I guessed there were maybe thirty Hunters who’d come after us. They were scattered everywhere between where I stood and the front of the market. And the sound of the eating harvesters that had already swarmed over the corpses, as they picked between the leathery and dying worms, tearing, pulling, grinding, was like the crackling of a bonfire.

The smell was horrendous.

I turned away, looked at the sky. It was already getting late.

Griffin wore the book bag. One look at him was enough to say everything. The shit we saw scared them. Bad.

“The lens?” I said.

Griffin patted the pack’s shoulder strap with one hand. “It’s in here.”

“Okay.”

And when I started walking again, past the supermarket, my knees buckled and I nearly fell face forward. But the boys must have known I wasn’t all there, so they caught me before I went down.

“Take it easy, Jack,” Ben said.

“We need to get out of here.”

I’d never seen Griffin look so scared and lost. His face was streaked with the ashy Marbury filth that muddied his tears. He said, “Maybe we should go back to the box.
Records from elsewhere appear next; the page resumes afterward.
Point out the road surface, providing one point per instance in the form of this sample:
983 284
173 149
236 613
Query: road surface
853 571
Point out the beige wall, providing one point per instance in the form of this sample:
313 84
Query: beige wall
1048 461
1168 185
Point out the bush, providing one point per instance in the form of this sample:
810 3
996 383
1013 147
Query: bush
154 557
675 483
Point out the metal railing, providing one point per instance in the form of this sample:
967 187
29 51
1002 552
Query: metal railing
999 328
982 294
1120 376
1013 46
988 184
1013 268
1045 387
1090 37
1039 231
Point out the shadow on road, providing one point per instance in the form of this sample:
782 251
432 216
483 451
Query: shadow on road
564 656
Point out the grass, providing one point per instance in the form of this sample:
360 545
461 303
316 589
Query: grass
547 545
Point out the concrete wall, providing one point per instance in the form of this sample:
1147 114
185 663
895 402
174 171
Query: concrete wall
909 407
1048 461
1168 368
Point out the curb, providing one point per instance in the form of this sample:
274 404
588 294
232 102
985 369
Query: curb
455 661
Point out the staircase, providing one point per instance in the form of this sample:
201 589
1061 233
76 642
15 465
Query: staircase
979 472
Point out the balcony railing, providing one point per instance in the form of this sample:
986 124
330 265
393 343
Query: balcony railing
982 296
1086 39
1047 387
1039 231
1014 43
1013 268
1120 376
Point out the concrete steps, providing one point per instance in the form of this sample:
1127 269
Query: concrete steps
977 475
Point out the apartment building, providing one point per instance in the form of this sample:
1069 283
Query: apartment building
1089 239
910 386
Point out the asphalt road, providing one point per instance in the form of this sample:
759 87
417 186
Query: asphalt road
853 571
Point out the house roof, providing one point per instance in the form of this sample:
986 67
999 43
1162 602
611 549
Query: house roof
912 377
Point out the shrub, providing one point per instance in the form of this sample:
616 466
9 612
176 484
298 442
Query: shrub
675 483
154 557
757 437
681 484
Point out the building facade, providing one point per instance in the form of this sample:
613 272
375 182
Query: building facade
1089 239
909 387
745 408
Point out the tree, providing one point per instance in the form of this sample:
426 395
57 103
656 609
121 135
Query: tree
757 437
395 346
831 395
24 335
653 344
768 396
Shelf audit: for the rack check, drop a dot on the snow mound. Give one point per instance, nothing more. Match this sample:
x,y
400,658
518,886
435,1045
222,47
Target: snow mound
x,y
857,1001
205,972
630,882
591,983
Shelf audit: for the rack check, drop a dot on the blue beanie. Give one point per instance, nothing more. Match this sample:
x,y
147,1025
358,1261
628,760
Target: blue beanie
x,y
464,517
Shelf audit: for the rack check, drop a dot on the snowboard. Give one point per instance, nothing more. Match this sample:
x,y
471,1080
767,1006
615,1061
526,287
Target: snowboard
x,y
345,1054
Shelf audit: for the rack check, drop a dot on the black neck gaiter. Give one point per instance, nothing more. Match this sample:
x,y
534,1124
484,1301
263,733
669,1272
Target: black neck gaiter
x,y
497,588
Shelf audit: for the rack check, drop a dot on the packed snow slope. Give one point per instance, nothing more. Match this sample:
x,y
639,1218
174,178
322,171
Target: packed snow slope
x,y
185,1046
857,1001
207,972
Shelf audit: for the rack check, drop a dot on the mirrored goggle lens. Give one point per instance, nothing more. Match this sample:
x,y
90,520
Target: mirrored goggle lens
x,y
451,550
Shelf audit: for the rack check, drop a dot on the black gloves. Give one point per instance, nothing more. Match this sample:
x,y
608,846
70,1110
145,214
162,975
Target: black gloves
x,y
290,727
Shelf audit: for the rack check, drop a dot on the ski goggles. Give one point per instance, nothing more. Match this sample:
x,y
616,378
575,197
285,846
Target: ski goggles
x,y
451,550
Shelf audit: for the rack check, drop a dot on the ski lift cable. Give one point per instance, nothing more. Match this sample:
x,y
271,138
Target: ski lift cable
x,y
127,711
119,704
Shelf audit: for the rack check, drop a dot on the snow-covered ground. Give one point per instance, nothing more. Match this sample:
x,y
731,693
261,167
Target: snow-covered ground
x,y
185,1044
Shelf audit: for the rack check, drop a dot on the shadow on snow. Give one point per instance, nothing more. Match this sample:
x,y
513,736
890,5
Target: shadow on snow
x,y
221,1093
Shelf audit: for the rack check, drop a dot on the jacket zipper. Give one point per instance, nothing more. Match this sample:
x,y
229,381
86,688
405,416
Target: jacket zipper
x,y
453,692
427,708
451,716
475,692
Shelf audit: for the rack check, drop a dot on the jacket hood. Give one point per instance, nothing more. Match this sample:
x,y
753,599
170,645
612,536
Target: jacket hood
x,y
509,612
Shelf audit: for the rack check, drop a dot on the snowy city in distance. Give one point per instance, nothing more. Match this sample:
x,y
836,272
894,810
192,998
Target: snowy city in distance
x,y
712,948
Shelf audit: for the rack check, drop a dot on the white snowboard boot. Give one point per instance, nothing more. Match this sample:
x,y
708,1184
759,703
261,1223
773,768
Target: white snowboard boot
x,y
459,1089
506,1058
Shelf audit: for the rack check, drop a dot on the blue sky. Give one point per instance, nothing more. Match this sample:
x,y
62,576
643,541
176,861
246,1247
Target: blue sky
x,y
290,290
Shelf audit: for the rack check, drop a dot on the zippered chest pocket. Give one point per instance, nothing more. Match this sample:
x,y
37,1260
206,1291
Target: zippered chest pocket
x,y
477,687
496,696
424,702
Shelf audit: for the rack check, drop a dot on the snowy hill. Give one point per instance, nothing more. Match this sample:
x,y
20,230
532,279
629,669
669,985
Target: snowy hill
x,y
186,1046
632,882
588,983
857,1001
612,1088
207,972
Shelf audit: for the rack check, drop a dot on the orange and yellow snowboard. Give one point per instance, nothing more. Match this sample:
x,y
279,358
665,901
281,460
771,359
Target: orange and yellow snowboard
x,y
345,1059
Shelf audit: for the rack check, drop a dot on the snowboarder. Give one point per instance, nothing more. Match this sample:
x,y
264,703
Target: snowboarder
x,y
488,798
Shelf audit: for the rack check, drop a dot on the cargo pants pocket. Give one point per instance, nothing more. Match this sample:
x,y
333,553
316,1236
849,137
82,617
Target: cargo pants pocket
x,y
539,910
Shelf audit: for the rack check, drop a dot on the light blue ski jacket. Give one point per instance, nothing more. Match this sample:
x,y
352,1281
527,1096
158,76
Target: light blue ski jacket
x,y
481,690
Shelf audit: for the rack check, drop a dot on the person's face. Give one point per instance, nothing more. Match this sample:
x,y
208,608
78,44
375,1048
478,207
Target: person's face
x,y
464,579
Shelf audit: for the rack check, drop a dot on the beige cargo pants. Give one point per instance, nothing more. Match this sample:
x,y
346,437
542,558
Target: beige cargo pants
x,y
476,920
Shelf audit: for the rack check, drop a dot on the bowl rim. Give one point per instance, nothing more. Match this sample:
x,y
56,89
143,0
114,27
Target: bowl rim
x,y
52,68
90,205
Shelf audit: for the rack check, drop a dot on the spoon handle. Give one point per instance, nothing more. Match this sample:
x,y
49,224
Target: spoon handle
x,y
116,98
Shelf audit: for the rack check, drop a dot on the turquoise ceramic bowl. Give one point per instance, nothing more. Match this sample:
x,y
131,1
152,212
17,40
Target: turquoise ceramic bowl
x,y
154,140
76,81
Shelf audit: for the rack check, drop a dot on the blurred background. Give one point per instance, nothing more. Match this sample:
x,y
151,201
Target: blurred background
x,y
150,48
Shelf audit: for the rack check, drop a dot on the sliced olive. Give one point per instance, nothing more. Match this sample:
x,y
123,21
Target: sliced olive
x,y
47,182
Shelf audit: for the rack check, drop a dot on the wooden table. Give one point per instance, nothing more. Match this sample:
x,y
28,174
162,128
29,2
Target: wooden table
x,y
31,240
So you can rest. We can try again in the morning.”

“We’re just going to keep getting trapped there, Griff.”

Ben sighed, frustrated. “What do we do? Tell us what to do.”

“We’re going to get horses tomorrow. The ag school might be too far for me right now. I know where we can go.”

“Where?”

“The fire station.”

*   *   *

It’s the water that kills you in Marbury.

Without it, you give up, go crazy, make stupid choices, become a meal.

And the rain is poison; it brings the worms.

Fuck this place.

The boys knew their way. I tried pushing them to get to the station as quickly as possible. I didn’t want to have to deal with any more Hunters. I knew that if Jack stopped breathing again today nobody was going to be able to spit and slobber enough life down his fucking throat to bring him back.

Welcome home, Jack.

I fell down twice, tripping over broken cinder blocks. The knees of my jeans were torn through, dotted with stinging blood.

And each time I’d fallen, the boys would rush over to me, frightened, to help me back up. They knew I was in bad shape, too.

We never said a word.

We were so thirsty.

I don’t know how we kept going; why we didn’t simply sit down, give up, and rest.

When we passed the little schoolyard, I looked over at the playground, the rocket-ship jungle gym. There were more bodies there. Three little Odds. Fresh, stripped, gutted, headless, hanging upside down by their feet.

I saw Griffin looking at the display. Maybe he’d known one of them, played flag football against him in PE at another school in another Glenbrook where things like grass and drinking fountains were so commonplace they became invisible.

It was almost impossible to believe that there were any kids left alive here at all.

They came out searching for water.

“Don’t look at that, Griff. We’re almost there.”

Then I fell down again, got a mouthful of ash. It started to choke me, and I would have thrown up, but my stomach was like hardened concrete.

I stayed there on all fours, trying to spit my mouth clean, but nothing would come. My mouth felt like tree bark in a desert.